Where we teach them should be left up to us, too.
So unless Gov. Mark Warner can come up with something other than a bedrock belief that government knows best, he should step aside and allow parents to educate their children.
Read the whole thing.
Filed on at 7:54 am under by dcobranchi
The details of this case are eerily reminiscent of the Collinswood debacle and it’s clone.
A Department of Children and Families attorney told a judge Monday that a malnourished 10-year-old girl was “at risk of imminent death,” even as the agency said case workers routinely visited her home over the past four years.
The girl weighed 29 pounds – as much as 60 pounds below normal for her age – when the agency pulled her from a Hernando County home last month after an abuse complaint. Authorities said she had sunken eyes, hollow cheeks and skin draped over her ribs.
Her caregivers, 46-year-old Arthur Allain Jr. and his wife, Lori Allain, 47, each were charged Friday with aggravated child abuse and child neglect before being released on $10,000 bail.
She and her half-brother, 14, had been living with “nonrelative caregivers,” the couple and their four biological sons.
The Allains say the girl was malnourished when the state turned her over to them four years ago and that her claims of mistreatment are lies.
…The girl, whom the Allains say they have been homeschooling the past two years, told investigators she had been locked in her room and was given a paintbucket to go to the bathroom.

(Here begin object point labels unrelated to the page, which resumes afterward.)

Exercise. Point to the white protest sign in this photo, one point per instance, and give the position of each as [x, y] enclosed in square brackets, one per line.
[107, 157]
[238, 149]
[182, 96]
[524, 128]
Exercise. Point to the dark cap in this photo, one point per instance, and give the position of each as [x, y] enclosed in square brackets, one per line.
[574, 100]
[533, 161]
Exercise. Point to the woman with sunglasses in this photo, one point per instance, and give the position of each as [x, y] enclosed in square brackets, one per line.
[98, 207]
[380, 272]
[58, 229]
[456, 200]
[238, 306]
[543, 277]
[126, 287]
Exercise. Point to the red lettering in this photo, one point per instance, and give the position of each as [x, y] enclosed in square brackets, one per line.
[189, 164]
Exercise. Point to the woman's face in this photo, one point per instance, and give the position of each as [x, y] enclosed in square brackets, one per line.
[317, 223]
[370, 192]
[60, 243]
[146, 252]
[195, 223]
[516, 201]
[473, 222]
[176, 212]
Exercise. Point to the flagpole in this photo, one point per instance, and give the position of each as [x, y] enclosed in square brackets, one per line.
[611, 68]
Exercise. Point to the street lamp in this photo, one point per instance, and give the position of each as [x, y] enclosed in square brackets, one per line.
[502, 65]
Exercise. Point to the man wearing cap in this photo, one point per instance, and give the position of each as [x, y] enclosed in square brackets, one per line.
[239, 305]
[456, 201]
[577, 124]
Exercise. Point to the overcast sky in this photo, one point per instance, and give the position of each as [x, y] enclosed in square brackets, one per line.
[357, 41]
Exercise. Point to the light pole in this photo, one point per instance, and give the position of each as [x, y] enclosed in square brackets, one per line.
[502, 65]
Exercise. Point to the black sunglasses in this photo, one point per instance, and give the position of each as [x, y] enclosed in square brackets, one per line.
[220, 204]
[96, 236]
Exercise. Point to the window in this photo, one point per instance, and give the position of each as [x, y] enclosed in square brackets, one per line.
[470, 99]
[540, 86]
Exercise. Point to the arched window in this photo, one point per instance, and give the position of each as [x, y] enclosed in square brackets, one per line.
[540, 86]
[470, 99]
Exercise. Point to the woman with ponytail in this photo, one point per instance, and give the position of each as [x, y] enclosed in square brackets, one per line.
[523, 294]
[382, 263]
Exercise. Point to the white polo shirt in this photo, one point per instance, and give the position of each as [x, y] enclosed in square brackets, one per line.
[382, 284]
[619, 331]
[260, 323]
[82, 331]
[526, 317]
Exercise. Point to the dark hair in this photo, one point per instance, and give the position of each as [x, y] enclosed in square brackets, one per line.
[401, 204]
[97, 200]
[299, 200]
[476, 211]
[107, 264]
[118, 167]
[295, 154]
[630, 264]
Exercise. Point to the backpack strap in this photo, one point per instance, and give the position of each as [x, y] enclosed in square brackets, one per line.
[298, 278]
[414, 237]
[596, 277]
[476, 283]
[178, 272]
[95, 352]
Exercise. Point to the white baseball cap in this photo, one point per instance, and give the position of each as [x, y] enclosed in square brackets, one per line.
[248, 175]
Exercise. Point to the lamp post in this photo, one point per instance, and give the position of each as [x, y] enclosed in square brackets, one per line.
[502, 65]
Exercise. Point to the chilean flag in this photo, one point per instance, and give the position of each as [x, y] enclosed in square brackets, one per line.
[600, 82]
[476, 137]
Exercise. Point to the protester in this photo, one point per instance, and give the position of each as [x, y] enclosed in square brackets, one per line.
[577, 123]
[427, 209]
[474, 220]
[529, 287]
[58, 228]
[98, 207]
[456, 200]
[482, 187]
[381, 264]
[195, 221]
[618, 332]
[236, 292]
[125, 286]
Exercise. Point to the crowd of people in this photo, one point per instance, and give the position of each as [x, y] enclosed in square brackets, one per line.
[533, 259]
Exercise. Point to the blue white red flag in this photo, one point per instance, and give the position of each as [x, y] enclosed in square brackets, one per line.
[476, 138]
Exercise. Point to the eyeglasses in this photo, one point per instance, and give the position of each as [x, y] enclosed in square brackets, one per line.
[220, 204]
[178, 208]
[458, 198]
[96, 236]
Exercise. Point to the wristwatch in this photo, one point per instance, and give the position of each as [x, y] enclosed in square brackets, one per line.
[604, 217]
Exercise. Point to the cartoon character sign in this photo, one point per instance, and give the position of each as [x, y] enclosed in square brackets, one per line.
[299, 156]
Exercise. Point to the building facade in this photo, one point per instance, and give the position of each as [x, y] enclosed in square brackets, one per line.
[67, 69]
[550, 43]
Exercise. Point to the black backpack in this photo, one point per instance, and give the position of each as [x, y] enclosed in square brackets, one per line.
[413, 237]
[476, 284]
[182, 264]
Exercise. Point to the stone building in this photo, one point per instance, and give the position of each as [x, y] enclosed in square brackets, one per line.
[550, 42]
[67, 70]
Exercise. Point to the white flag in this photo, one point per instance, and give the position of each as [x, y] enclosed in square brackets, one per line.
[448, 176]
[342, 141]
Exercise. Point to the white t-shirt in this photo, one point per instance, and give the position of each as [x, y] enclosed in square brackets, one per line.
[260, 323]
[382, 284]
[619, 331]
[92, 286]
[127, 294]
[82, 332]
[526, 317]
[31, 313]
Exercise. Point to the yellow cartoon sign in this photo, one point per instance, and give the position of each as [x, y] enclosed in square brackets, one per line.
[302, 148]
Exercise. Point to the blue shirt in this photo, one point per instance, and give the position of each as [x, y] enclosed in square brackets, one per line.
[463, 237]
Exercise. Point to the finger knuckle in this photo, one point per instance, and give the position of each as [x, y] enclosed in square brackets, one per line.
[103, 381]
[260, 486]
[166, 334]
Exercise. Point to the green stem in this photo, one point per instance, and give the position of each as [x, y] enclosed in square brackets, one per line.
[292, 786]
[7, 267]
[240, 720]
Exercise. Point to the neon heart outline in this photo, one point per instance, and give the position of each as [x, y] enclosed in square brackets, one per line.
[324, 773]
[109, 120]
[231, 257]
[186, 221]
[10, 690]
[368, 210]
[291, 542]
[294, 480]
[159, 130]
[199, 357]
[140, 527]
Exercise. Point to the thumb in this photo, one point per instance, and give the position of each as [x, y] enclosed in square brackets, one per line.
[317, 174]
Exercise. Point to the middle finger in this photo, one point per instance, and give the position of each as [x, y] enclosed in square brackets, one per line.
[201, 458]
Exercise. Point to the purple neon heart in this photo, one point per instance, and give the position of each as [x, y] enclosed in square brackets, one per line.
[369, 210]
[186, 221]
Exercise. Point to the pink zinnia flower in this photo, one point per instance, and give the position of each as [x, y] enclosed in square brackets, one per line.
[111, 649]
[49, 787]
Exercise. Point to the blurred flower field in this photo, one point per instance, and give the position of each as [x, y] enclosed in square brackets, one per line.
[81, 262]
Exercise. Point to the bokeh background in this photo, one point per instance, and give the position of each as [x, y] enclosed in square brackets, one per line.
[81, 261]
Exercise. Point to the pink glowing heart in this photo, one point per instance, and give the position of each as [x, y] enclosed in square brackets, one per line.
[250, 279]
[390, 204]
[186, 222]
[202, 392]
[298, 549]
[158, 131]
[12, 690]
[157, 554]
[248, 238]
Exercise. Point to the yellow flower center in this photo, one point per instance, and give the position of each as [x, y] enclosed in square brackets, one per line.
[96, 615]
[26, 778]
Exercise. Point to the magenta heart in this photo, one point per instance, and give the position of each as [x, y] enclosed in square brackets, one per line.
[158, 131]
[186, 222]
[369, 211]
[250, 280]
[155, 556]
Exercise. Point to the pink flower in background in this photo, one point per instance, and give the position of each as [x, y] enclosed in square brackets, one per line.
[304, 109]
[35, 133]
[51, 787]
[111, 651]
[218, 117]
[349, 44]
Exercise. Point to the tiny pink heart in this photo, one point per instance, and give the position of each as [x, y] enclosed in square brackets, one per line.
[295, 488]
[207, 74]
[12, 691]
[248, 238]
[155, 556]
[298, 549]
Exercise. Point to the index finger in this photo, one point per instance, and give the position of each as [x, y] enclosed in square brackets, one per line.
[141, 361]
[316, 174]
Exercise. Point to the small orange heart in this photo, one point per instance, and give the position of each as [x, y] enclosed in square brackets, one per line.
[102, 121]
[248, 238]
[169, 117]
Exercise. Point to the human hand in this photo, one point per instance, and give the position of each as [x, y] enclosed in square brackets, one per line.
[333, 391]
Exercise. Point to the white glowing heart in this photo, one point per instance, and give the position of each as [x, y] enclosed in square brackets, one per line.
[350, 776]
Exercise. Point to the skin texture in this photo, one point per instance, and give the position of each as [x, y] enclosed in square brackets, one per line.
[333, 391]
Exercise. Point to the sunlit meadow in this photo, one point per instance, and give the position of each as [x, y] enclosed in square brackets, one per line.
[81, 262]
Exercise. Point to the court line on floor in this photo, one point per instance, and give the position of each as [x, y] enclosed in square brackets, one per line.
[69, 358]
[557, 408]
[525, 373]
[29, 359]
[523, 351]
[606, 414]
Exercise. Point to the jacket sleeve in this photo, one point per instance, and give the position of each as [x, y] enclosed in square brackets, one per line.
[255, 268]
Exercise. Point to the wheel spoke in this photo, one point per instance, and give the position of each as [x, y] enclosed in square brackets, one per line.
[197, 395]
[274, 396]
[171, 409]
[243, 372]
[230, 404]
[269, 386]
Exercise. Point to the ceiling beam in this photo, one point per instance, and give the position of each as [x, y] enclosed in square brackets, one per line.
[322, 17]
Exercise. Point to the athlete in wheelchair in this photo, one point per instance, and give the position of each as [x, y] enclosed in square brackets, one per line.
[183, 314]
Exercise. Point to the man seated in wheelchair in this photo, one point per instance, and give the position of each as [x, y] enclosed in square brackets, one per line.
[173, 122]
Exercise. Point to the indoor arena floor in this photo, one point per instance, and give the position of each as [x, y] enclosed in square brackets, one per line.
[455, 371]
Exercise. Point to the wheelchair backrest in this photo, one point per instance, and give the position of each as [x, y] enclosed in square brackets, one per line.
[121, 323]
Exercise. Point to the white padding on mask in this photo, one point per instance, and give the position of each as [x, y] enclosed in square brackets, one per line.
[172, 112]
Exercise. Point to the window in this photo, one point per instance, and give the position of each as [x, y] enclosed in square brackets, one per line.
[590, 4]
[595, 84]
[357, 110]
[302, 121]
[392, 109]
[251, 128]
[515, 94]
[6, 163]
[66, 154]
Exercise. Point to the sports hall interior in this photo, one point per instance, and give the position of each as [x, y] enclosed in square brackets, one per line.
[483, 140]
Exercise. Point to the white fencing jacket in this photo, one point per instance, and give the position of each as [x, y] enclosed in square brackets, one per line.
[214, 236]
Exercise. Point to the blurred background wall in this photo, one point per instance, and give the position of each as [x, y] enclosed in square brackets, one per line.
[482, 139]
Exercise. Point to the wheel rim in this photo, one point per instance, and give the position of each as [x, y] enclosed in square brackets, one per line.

The family was under the supervision of Youth Services who seem (once again) to have completely dropped the ball. Dollars-to-donuts the bureaucrats try to misdirect attention to homeschooling. Ignore that man behind the curtain.

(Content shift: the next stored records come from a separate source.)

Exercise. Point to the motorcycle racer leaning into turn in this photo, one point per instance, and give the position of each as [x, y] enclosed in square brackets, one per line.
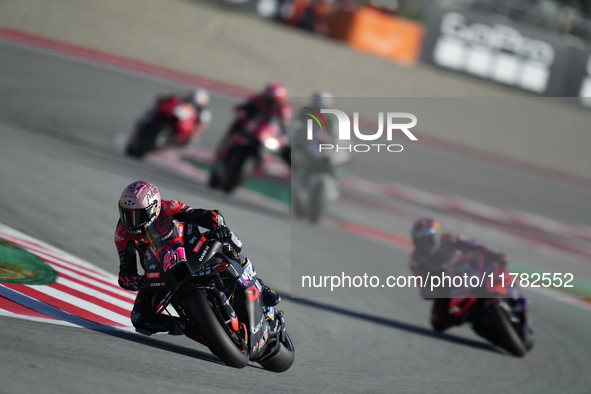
[433, 251]
[272, 103]
[139, 205]
[197, 100]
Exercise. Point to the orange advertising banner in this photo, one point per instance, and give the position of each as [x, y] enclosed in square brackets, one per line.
[380, 33]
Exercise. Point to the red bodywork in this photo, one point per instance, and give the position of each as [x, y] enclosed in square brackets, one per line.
[182, 115]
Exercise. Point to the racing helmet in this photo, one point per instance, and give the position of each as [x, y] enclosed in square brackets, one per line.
[199, 97]
[322, 99]
[426, 236]
[139, 205]
[275, 93]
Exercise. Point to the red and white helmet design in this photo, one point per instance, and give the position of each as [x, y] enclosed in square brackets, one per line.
[139, 205]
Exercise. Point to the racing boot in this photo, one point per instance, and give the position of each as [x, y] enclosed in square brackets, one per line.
[270, 297]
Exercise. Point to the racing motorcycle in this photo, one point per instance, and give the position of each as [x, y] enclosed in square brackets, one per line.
[497, 313]
[219, 298]
[241, 153]
[314, 180]
[172, 122]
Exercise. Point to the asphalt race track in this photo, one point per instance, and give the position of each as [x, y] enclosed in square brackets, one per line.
[61, 172]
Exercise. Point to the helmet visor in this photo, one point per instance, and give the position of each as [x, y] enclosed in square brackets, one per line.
[132, 218]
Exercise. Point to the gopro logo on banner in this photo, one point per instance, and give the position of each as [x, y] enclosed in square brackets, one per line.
[344, 129]
[500, 53]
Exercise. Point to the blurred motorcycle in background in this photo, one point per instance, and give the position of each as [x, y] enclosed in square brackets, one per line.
[242, 152]
[174, 121]
[496, 309]
[314, 179]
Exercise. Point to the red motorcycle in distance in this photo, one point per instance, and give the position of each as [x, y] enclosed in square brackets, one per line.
[497, 311]
[172, 122]
[242, 151]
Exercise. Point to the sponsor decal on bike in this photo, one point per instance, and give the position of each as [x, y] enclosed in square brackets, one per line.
[204, 253]
[198, 246]
[256, 328]
[253, 294]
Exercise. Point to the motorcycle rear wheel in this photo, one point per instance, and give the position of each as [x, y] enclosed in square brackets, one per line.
[214, 330]
[505, 334]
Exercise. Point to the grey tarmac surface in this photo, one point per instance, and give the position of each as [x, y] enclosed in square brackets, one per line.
[61, 174]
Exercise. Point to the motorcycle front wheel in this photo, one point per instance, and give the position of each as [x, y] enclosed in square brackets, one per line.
[316, 202]
[282, 359]
[215, 331]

Filed on at 7:47 am under by dcobranchi
This is an interesting comment from the mom of a young surfer.
Carol Moore, Carissa’s mother, said “education is a priority.” She said they are not thinking about putting Carissa in a home-school program to help her surfing career.

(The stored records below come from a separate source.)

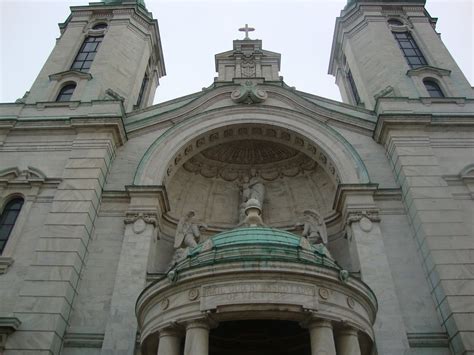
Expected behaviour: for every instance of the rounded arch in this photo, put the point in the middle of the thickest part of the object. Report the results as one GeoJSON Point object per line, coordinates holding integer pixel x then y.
{"type": "Point", "coordinates": [304, 133]}
{"type": "Point", "coordinates": [66, 91]}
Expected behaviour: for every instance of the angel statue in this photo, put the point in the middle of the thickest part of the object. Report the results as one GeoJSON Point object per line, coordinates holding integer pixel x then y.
{"type": "Point", "coordinates": [314, 228]}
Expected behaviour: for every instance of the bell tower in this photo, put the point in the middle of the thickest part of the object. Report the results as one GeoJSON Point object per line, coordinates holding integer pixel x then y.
{"type": "Point", "coordinates": [109, 50]}
{"type": "Point", "coordinates": [391, 48]}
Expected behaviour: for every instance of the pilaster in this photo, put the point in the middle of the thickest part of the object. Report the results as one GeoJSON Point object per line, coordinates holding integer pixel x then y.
{"type": "Point", "coordinates": [51, 284]}
{"type": "Point", "coordinates": [141, 228]}
{"type": "Point", "coordinates": [358, 208]}
{"type": "Point", "coordinates": [444, 243]}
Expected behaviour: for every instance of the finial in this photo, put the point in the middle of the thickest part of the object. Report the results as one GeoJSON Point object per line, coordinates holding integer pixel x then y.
{"type": "Point", "coordinates": [246, 29]}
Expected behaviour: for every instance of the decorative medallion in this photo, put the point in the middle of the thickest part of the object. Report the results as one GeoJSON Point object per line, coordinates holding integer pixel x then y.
{"type": "Point", "coordinates": [139, 226]}
{"type": "Point", "coordinates": [305, 244]}
{"type": "Point", "coordinates": [324, 293]}
{"type": "Point", "coordinates": [193, 294]}
{"type": "Point", "coordinates": [248, 93]}
{"type": "Point", "coordinates": [365, 224]}
{"type": "Point", "coordinates": [207, 245]}
{"type": "Point", "coordinates": [165, 303]}
{"type": "Point", "coordinates": [344, 275]}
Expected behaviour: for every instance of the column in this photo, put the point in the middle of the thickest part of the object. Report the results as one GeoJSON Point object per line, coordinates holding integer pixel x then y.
{"type": "Point", "coordinates": [197, 338]}
{"type": "Point", "coordinates": [347, 342]}
{"type": "Point", "coordinates": [170, 340]}
{"type": "Point", "coordinates": [44, 303]}
{"type": "Point", "coordinates": [367, 239]}
{"type": "Point", "coordinates": [322, 339]}
{"type": "Point", "coordinates": [141, 229]}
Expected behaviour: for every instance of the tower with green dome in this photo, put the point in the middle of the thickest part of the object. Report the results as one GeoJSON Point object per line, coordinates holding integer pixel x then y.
{"type": "Point", "coordinates": [87, 57]}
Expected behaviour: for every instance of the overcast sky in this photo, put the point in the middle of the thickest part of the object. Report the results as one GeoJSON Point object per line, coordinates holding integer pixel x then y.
{"type": "Point", "coordinates": [192, 31]}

“She’s in a very good school now, and she keeps up with the academic work,” Carol said. “We don’t want to give that up. We’d like for her to graduate from Punahou before she does any (professional) surfing.”
She sounds a bit defensive about her choice. That just goes to show how much homeschooling has become the default for world-class athletes.
Filed on at 5:56 am under by dcobranchi
More lawyers.
Delaware State University President Allen L. Sessoms is exploring the idea of starting a law school in Dover.
Sessoms said he was approached by local officials who said Delaware has one of the best court systems in the country and should have a law school to match. He did not name the officials.
“…Law schools are very expensive,” he said, adding it could cost up to $50 million. “We would want to make sure we had the money in hand first.”
Filed on at 5:31 am under by dcobranchi
Kim Campbell very sweetly asked me to take a look at her “homeskool” blog. A self-described “perblog,” it’s quite good. Kim’s only been blogging a couple of weeks, but she’s already mastered the “art.”